The group is also looking at changing the way Marines are resupplied after storming a beach head, Mills explained. Marines usually carry supplies and equipment on board their assault vehicles during a mission so that units can carry on the fight from the water’s edge without resupplying. But what if supplies were airlifted to Marines after the beach head is secured? What will that do to the Marines’ ability to press the battle inland? Group members plan to answer those questions and myriad others during the war games, Mills said.
In some cases, long-standing service concepts for amphib ops may end up on the cutting room floor. Iconic beach assaults on Tarawa and Inchon — staples of Marine Corps lore — may not fit into the working group’s vision for future amphib ops. “There are different ways of getting [amphibious] missions accomplished,” working group co-chair Col. Michael Groen told me during a September visit to the group’s headquarters at Quantico.

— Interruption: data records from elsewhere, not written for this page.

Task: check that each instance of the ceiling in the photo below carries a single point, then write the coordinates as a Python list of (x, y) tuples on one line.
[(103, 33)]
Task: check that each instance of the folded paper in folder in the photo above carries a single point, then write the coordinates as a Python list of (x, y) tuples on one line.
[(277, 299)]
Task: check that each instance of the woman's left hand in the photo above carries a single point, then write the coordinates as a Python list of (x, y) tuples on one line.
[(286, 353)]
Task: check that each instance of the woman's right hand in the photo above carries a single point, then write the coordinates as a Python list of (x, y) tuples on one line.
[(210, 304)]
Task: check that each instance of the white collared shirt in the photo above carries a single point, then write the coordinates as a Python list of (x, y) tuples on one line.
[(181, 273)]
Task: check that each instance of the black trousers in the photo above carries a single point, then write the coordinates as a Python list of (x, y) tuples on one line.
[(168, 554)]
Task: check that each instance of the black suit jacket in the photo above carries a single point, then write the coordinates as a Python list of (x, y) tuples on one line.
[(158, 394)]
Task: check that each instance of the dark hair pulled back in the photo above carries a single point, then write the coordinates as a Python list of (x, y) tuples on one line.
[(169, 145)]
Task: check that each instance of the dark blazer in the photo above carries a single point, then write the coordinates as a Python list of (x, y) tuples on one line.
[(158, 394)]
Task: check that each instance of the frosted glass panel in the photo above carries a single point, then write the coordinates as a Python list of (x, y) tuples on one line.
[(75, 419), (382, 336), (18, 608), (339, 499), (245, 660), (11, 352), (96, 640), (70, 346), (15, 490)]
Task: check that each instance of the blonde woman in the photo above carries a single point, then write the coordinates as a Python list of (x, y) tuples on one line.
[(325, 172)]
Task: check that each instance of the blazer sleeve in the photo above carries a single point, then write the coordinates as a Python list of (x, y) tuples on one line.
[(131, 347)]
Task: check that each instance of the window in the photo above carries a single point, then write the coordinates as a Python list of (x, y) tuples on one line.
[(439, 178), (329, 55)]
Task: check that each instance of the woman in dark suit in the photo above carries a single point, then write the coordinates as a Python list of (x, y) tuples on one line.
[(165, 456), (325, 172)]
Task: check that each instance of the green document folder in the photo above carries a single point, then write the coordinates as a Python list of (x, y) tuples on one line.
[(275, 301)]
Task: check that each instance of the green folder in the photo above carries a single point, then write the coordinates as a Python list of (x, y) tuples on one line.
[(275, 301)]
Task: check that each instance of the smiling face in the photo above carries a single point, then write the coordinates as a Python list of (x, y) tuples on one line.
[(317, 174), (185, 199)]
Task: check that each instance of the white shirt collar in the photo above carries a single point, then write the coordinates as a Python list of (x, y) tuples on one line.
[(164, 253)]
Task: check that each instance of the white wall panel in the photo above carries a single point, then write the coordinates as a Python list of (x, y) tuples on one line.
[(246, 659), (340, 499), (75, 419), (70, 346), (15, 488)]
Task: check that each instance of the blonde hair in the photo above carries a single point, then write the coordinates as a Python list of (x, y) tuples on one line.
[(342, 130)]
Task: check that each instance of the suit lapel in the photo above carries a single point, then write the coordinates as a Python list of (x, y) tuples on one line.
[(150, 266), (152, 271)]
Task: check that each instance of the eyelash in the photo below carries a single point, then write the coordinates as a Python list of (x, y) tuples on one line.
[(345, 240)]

One thing that will remain unquestioned is the need for amphibious operations in U.S. national security strategy, Mills told me today. “The theory is solid; we need it,” said Mills. Marine Corps Commandant Gen. James Amos staked the entire future of the service on amphibious operations. In a September letter to Defense Secretary Leon Panetta, Amos made clear the future of the Marine Corps lay on the shoreline and not as a “second land army.”